GRANDMA'S BURN'T STRINGBEANS
In honor of the Chinese 10/10 Day I am retelling one of my favorite stories based on an ancient Chinese 'legend."
My grandmother lived with us when I was growing up and did all of the cooking. As a child, I disliked most food and considered eating to be a chore I did to please my anxious mother and grandmother, who, it seemed, would go to any lengths to entice my reluctant appetite.
A typical pre-dinner dialogue would go something like this:
Grandma (with a hopeful expression shining on her face): "Rosie; I made string beans tonight!"
Me (mildly threatening tone): "Did you burn them?"
Grandma (plaintively): "It's so hard to wash the fendle (Yiddish for pot) when they're burned."
Me: (unimpressed and openly threatening): "You know I won't eat them if they're not burned."

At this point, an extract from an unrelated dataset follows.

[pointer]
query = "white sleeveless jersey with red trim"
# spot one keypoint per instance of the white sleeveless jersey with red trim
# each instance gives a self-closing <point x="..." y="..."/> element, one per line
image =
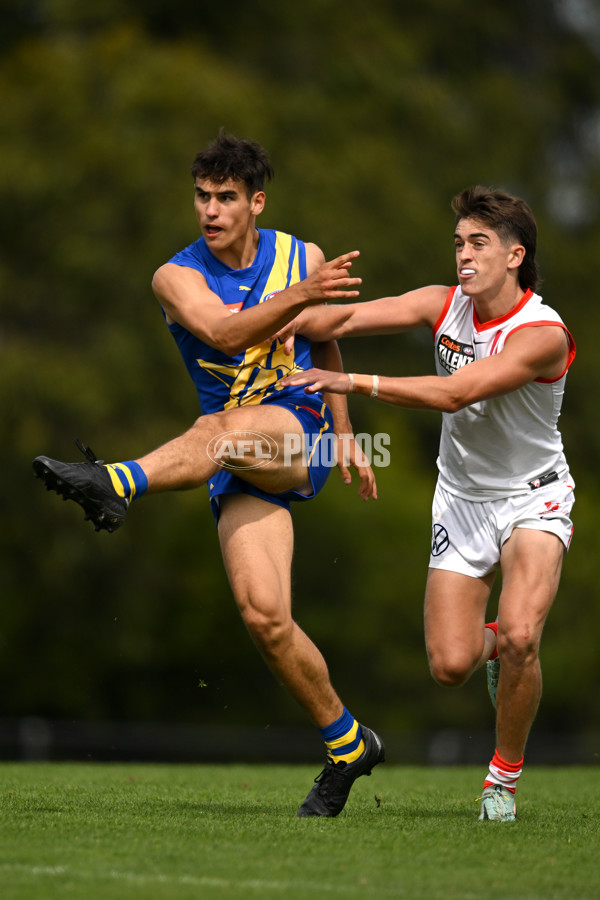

How this all got started was, of course, by Grandma's having accidentally burned the string beans one night. It reminds me of Charles Lamb's "Dissertation on Roast Pig." (The story of how roast--read burnt--pig was discovered in ancient China.)
It wasn't until many years later that I discovered Chinese "dry fried string beans," a recipe in which the string beans are intentionally browned (lightly burned). But I will always miss my grandmother's version. You see, the string beans burn to just the right degree only when the cooking water is allowed to evaporate (inadvertently) and the beans start to burn just to the point when suddenly you smell them. I was always reassured that they would be perfect when I heard my grandmother cry out: "Oy! The string beans are burn’s again." God was in his heaven and all was right with the world.
Updated Burnt String Beans on the Grill
My dear friend Elizabeth Karmel, who has written several excellent grilling cookbooks, made string beans on the grill for me that put all thoughts of other past ones almost entirely out of my mind.
Her method is simply to toss the washed and trimmed string beans with salt and olive oil and then to toss them on a hot grill rack and continue tossing them with tongs until they are deliciously browned, partially blackened, and beginning to shrivel.
My method, based on hers is to bar boil them in salted water for 3 minutes, drain them, and toss them in the olive oil and salt though sometimes I use melted bacon fat. Being a baker more than a griller I like to toss them in a grill pan with holes (preferably a disposable foil one) before placing them on the grill to ensure that I won’t lose a single of the more skinny beans to the flames below the grill rack.
Either way, season with lots of freshly ground pepper.